QUOTE(Hansel @ Dec 19 2016, 02:24 PM)
Frankly,... if BNM keeps sending more and more of her foreign reserves to defend and still the USD keep hammering,... what happens ??
Exporters must convert 75% back to MYR, that's the first step.
Second step ?
Surely cannot be just continue to defend until NO MORE reserves, right ?
There are several of options.Exporters must convert 75% back to MYR, that's the first step.
Second step ?
Surely cannot be just continue to defend until NO MORE reserves, right ?
1. Capital control just like what happened 1998.
2. Borrow USD from IMF, just like what happened on other crisis hit countries during 1998.
3. Issue USD denominated bond, instead RM, currently bulk of national borrowing is in RM.
Frankly speaking this is short term solution only, not something recommended.
1998 crisis imploded partly because there were plenty of borrowing in USD/Yen denominated.
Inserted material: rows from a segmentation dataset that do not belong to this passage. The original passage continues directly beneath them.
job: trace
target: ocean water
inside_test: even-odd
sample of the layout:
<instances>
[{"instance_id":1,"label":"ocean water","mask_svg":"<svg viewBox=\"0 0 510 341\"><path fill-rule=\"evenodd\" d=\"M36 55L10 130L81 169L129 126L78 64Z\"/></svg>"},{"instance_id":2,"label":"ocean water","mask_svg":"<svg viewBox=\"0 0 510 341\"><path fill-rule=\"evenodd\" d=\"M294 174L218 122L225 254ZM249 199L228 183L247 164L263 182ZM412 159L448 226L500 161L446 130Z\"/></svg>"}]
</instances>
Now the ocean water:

It was a messy situation when those borrowing currency rose.
Instead of keep on defending RM and intervening the forex market that may exhaust the foreign currency reserves, require exporter to convert is one way bring in USD, and create more demand for RM, hence lesser volatile movement for RM.
4. Raise interest rate, by then domestic bond yield become more attractive, more capital inflow.
5. Any type of measures that can induce higher trade surplus and current account surplus.
6. Adopt more currencies swap between agreed countries, that reduce the demand for USD.
Frankly speaking, there is no urgency for 1, 2, & 3 for time being, as foreign currency reserves still able to cover for short term debt, although not by big margin.
We need to see how the trend and how situation is unfolding. There is simply too much uncertainty factor out there.
Little people expected Trump to win the presidency speaks how today world become so unpredictable.